<内容>
伝説の凶悪事件。後に「犯罪革命」と呼ばれる彩紋家殺人事件の幕開けは彩紋珠子の死から始まった。奇術の名門、曾我天水一座に吹き荒れる数々の殺戮の嵐。毎月19日に犯される殺人事件が意味するものとは・・・・・・
<感想>
久々に読む清涼院氏の本である。今まで清涼院氏の本を数々読み、そして読むたびに幾度となく後悔をしてきた。にも関わらず、新刊を手に取っている。自分は何を期待して、清涼院氏の本を読まんとするのか。そして今回の感想はといえば・・・・・・・・・・・・やはりまた後悔するに至るのである。
今回の作品を読んでの印象は「コズミック」に近い作品であると感じられた。結局のところ、清涼院氏のスタンスというものは変わっていなかった。本書では全編にわたり、奇術の描写が永遠と続く。前編にてこれでもかと奇術が繰り返され、後編に入り事件へなだれ込むのかと思いきや、さらに奇術の描写と説明が続けられることになる。

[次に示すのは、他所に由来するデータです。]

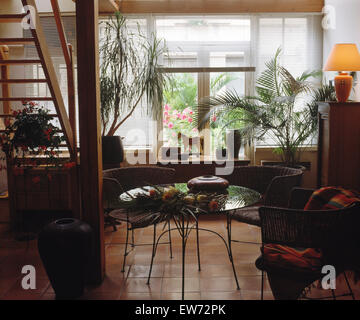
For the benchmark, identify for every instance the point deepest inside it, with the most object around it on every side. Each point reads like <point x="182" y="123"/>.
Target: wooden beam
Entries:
<point x="219" y="6"/>
<point x="90" y="128"/>
<point x="4" y="54"/>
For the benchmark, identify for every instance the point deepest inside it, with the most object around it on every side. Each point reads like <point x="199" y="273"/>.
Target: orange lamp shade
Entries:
<point x="343" y="57"/>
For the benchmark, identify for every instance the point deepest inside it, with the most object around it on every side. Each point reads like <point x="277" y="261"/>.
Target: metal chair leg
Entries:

基本的にここで起こる事件というものは探偵の必要のない事件であると断言できる。そう、JDCシリーズということで探偵というものを強調しながらも、その事件においては探偵というものが全く機能していないのである。ある意味これぞアンチ・ミステリーといっていいのかもしれない(本当はアンチ・ミステリーという言葉は違う使われ方をすると思うのだが)。
探偵を必要としない事件。多くの探偵たちとその組織。時代背景の描写。地理の説明。歴史に対するトンデモ解釈。そういったものが、伏線も張られず、強固に結び付けられることもなく、一つの箱の中に収めてしまう小説というものが清涼院氏の本なのであろう。これは少なくとも私が読みたいと思う本でないことは確かである(ようするにミステリーではないということ)。これを機に清涼院氏の本がやめられればと思うのだが、同じことを「カーニバル」を読んだ時点でもいっていたのを思い出す。清涼院氏の本は私にとっての呪縛になっているのであろうかと思わず考えてしまう。
付け加えると、本書が袋とじになっていたのは、そこに書かれている微妙な内容についての配慮ではないかとうかがえる。決してミステリーとしての仕掛けというわけではないのだろう。